Com medo do futuro e na esperança de dias melhores, muitos brasileiros desejam imigrar para países desenvolvidos em busca de empregos, e para isso estão dispostos a trabalhar em qualquer área. A vantagem é que na Europa muitos empregos que aqui não são valorizados, recebem boa remuneração. Saiba quais são.

Mãos à obra! Profissões valorizadas na Europa

Médico, engenheiro e advogado são profissões dos sonhos quando se pensa em ganhar dinheiro – isso se estamos falando do Brasil. Não que esses profissionais não sejam requisitados em outros países, mas principalmente na Europa faltam trabalhadores em áreas menos “glamurosas” e igualmente rentáveis.

1. Empregada doméstica

Se no Brasil é comum que as famílias contratem uma empregada doméstica, na Europa apenas os mais ricos pagam por uma profissional. Por ser braçal, o emprego doméstico é considerado difícil, executado geralmente por imigrantes e muito valorizado.

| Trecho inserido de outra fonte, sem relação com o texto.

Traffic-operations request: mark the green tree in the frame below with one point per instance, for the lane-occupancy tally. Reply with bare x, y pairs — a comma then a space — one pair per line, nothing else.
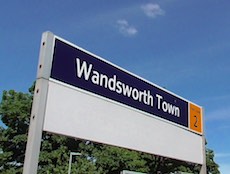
15, 109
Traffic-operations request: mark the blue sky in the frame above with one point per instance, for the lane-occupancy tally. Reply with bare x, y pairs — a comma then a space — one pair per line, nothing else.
183, 46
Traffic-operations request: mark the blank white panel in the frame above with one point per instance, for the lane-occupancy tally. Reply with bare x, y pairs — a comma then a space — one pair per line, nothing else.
74, 113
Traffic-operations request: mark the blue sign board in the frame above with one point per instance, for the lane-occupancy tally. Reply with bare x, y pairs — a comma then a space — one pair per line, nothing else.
83, 70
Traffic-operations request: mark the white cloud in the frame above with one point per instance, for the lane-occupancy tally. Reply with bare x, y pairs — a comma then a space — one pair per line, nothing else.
125, 28
222, 155
224, 168
152, 10
220, 114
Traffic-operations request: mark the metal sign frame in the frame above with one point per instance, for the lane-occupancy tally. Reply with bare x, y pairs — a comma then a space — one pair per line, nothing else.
49, 83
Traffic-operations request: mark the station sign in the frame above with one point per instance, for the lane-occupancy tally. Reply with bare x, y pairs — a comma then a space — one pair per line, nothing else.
86, 71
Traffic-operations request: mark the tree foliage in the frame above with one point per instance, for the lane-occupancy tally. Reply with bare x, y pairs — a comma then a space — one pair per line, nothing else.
95, 158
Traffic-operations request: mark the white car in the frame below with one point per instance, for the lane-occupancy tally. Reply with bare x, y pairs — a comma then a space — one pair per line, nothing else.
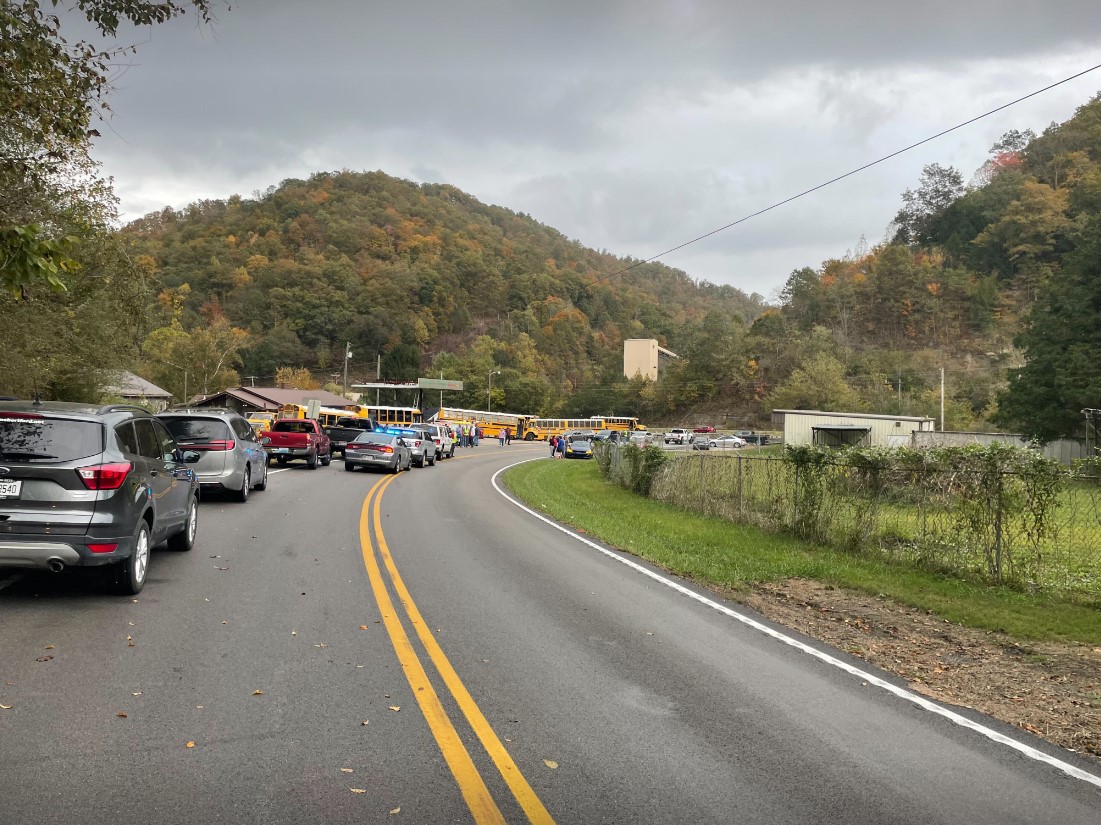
727, 442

Geralmente a contratação é feita por hora, e quem trabalha por dia ganha entre R$ 30 e R$ 45 por hora. Em uma reportagem do Bom Dia Brasil de 2013, duas empregadas domésticas relataram receber cerca de R$ 2,4 mil em Portugal, além de seguro-desemprego e auxílio para casos de acidentes.

No Brasil: o trabalho doméstico é regularizado e o salário mínimo dos empregados varia de estado para estado. Em São Paulo o mínimo é R$ 1 mil desde abril de 2016 (R$ 4,55 por hora) enquanto no Rio de Janeiro é R$ 1.052,34 desde janeiro do ano passado (R$ 4,78 por hora). As diaristas recebem valores entre R$ 80 e R$ 120 por dia em São Paulo.

2. Profissionais da beleza

Em cada bairro do Brasil é possível encontrar um salão de beleza dedicado aos cuidados com cabelo, depilação e design de sobrancelhas. A vaidade não é exclusividade das basileiras (e brasileiros), mas são as europeias que mais valorizam nossa mão de obra na área estética.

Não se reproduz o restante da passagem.